Cómoda victoria del PNV en Barakaldo ante un PSE que fracasa en su apuesta por Retortillo

Cómoda victoria del PNV en Barakaldo ante un PSE que fracasa en su apuesta por Retortillo

Amaia del Campo mejora sus resultados de 2015 y volverá a gobernar por delante de los socialistas, que se quedan a más de 5.000 votos

Octavio Igea
OCTAVIO IGEA

La infartante noche electoral de 2015, en la que el PNV se impuso al PSE en Barakaldo por apenas 72 votos, dio paso este domingo a un plácido recuento. La victoria nacionalista fue en esta ocasión incontestable. Tras estrenarse en el cargo hace cuatro años, Amaia del Campo volverá a ser alcaldesa al mejorar ostensiblemente sus resultados. El reverso de la moneda son los socialistas, que fracasan en la apuesta por el exconsejero del Gobierno vasco Alfredo Retortillo para recuperar el poder en uno de sus feudos históricos. La tercera fuerza del Consistorio será Elkarrekin Podemos, EH Bildu cae al cuarto puesto y el PP, que pierde dos de sus tres ediles, será la quinta.

Las urnas refrendaron este domingo la gestión de Del Campo durante la última legislatura. El PNV sumó 19.400 votos, casi 7.000 más que hace cuatro años, lo que le supone pasar de 8 a 11 concejales en el Consistorio fabril. En 8 escaños se va a mantener, como en 2015, el PSE. Porque el 'efecto Sánchez' tuvo este domingo un impacto muy limitado en Barakaldo. Los socialistas lograron 13.623 sufragios, un millar más que en la última cita electoral, pero la brecha respecto a los nacionalistas se ha agrandado como nunca.

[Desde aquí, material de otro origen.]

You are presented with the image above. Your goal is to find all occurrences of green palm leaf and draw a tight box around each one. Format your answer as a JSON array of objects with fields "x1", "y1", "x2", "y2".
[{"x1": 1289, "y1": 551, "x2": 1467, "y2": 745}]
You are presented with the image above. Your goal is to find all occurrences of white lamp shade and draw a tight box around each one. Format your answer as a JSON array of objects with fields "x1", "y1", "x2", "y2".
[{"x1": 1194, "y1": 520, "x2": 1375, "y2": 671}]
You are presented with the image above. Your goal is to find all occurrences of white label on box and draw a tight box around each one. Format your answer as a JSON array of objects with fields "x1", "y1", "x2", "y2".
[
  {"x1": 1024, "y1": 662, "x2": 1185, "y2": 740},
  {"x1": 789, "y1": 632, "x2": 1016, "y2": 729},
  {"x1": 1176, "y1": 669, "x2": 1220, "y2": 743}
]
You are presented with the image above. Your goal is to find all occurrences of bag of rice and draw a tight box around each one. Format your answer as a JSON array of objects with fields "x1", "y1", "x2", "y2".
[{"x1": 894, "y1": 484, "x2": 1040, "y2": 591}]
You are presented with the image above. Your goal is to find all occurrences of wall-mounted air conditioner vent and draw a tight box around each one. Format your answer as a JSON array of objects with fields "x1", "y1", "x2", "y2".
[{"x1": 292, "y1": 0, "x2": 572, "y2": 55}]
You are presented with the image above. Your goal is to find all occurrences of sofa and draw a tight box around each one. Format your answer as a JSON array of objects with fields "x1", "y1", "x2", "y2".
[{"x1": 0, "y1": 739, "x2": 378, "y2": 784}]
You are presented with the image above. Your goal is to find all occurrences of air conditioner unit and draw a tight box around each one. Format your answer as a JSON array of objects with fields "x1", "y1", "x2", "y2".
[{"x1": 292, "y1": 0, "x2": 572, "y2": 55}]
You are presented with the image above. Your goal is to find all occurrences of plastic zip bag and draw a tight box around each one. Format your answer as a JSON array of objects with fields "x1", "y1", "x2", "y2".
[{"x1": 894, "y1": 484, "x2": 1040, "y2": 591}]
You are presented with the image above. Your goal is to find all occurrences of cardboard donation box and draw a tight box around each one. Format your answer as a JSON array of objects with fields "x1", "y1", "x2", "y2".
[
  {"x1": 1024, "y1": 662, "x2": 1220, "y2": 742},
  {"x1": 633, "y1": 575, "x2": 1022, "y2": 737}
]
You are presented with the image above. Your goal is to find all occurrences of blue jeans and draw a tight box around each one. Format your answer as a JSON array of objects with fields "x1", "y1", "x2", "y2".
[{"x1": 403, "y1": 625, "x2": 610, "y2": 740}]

El PSE había apostado por un primer espada como Alfredo Retortillo para intentar recuperar la alcaldía tras cuatro años de tensa relación con el PNV. Más que eso. Barakaldo fue la pasada legislatura uno de los municipios en los que el pacto que nacionalistas y socialistas mantienen en un buen número de instituciones acabó por saltar por los aires. Demasiada rivalidad política y, también, personal. El divorció se certificó en 2017 con el enésimo encontronazo. En ese caso, por los Presupuestos.

Los escaños de Bildu y PP

Pero el exconsejero Retortillo no tuvo en la noche del domingo la más mínima opción ante la jeltzale Amaia Del Campo. Los nacionalistas obtuvieron su mejor dato desde que se instauró la democracia y encadenarán dos mandatos por primera vez. Se benefician directamente de la caída en votos y escaños de EH Bildu y del PP, porque ganan los tres escaños que pierden entre ambas formaciones, y de que el censo de la localidad sigue creciendo. Por segunda legislatura consecutiva el pleno de Barakaldo tendrá 27 asientos en vez de 25 al superar la barrera de los 100.000 habitantes.

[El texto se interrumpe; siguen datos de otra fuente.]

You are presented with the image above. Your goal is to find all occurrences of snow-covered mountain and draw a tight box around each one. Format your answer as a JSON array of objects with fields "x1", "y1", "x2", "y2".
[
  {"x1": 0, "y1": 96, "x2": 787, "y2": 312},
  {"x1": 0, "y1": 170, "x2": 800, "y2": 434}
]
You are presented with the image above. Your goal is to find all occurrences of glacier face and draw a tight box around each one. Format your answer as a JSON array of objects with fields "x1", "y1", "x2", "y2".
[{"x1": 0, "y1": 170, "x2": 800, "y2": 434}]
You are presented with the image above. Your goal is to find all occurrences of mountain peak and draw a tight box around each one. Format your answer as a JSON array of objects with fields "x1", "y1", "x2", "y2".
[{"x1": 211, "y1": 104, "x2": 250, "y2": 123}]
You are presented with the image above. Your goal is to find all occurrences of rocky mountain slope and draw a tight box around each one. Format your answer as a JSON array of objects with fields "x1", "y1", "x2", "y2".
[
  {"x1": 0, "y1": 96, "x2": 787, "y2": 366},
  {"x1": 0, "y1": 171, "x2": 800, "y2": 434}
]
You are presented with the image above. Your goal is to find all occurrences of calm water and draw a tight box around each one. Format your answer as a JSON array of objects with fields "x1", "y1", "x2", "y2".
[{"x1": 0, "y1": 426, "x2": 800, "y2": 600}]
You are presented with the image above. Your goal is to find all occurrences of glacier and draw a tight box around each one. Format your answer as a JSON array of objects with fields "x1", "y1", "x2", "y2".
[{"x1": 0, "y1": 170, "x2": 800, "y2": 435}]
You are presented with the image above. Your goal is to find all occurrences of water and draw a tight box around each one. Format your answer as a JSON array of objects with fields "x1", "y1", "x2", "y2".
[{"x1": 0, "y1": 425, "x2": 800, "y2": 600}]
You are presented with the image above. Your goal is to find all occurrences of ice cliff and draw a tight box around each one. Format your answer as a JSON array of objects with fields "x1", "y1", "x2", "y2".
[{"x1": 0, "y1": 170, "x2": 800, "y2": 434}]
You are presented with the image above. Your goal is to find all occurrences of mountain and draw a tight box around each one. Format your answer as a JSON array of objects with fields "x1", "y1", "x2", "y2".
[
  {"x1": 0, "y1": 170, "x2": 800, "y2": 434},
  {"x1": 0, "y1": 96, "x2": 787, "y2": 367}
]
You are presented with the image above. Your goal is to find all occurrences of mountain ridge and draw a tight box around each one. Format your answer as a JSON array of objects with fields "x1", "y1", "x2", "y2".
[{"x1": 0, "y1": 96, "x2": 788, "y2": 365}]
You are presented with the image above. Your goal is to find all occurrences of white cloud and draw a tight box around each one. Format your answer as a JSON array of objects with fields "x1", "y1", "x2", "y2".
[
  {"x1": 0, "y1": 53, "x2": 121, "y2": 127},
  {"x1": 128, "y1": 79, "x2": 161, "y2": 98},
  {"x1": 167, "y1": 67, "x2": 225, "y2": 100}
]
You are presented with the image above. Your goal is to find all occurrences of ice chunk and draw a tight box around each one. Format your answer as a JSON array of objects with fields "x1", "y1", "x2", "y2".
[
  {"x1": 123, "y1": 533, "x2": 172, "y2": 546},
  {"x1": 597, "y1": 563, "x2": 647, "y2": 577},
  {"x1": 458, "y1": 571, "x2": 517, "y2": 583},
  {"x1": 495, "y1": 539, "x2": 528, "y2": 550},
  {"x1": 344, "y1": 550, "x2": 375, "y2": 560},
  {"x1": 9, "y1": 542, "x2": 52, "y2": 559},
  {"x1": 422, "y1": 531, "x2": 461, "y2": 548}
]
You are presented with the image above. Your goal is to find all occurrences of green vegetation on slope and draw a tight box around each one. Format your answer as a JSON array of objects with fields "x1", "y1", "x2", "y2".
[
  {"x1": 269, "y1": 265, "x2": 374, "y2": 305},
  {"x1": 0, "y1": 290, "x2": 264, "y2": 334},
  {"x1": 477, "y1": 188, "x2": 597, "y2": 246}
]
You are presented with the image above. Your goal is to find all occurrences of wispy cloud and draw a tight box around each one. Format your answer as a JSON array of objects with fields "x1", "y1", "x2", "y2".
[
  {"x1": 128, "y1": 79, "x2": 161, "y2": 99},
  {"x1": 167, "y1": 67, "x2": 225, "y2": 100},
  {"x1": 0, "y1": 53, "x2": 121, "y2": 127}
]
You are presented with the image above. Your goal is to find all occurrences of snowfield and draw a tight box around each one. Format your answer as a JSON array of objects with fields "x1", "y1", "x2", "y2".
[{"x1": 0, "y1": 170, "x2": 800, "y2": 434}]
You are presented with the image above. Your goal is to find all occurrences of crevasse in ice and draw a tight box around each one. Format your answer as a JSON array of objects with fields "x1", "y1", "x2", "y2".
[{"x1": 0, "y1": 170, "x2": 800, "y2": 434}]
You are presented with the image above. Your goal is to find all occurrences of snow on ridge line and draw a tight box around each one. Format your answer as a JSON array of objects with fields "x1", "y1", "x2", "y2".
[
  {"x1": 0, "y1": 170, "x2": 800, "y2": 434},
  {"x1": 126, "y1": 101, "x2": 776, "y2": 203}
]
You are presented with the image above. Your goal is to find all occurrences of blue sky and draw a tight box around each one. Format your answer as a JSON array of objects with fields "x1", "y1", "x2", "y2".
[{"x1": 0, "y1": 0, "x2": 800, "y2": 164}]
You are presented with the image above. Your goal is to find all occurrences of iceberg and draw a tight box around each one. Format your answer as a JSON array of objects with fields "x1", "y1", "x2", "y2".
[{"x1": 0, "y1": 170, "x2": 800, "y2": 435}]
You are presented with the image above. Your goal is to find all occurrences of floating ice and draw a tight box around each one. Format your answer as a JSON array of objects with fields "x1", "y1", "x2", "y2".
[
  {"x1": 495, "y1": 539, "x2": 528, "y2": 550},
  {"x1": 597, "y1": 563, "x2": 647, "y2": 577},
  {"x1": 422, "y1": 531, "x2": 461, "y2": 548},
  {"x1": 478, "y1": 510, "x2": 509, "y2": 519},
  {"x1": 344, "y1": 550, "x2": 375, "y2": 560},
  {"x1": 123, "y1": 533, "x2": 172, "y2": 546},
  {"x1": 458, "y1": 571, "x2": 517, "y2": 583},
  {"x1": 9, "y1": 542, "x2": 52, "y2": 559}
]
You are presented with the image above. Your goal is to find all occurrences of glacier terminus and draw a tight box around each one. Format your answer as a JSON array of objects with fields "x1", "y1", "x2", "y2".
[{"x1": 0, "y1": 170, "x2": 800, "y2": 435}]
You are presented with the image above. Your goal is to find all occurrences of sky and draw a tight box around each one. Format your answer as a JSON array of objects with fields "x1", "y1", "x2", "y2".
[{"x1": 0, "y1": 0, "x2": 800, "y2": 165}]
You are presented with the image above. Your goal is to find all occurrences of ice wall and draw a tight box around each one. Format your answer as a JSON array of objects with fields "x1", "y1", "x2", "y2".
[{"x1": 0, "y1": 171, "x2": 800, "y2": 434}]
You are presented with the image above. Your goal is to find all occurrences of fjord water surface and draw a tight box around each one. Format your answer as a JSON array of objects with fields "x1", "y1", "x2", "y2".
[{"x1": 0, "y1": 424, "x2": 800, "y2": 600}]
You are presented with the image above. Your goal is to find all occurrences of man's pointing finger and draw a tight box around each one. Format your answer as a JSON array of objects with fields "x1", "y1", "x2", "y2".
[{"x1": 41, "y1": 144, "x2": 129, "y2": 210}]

La única duda que queda por disipar a lo largo de los próximos días en Barakaldo es si el PSE permitirá al PNV que retenga la alcaldía de Barakaldo o si busca socios para intentar aupar a Retortillo. Vistos los resultados finales, habría una oportunidad: una alianza con Elkarrekin Podemos permitiría a los socialistas imponer a su candidato. La suma de ambas formaciones parece, en todo caso, muy complicada de materializarse vistos los precedentes. Por un lado, porque un gesto de ese tipo pondría en peligro el pacto global que el PSE mantiene el PNV en otros consistorios, las tres diputaciones y el Gobierno autonómico -y que pretende repetir, según han reconocido dirigentes de ambas formaciones durante la campaña electoral-.

La segunda razón es que la relación de los socialistas y Elkarrekin Podemos atraviesa, posiblemente, uno de sus peores momentos. La coalición que lidera el partido morado lleva más de un año ofreciendo al PSE firmar alianzas allí donde fuera posible desbancar al PNV de las instituciones, como ocurriría en el caso de Barakaldo. Pero los socialistas vascos han rechazado cualquier acuerdo en ese sentido durante la campaña electoral.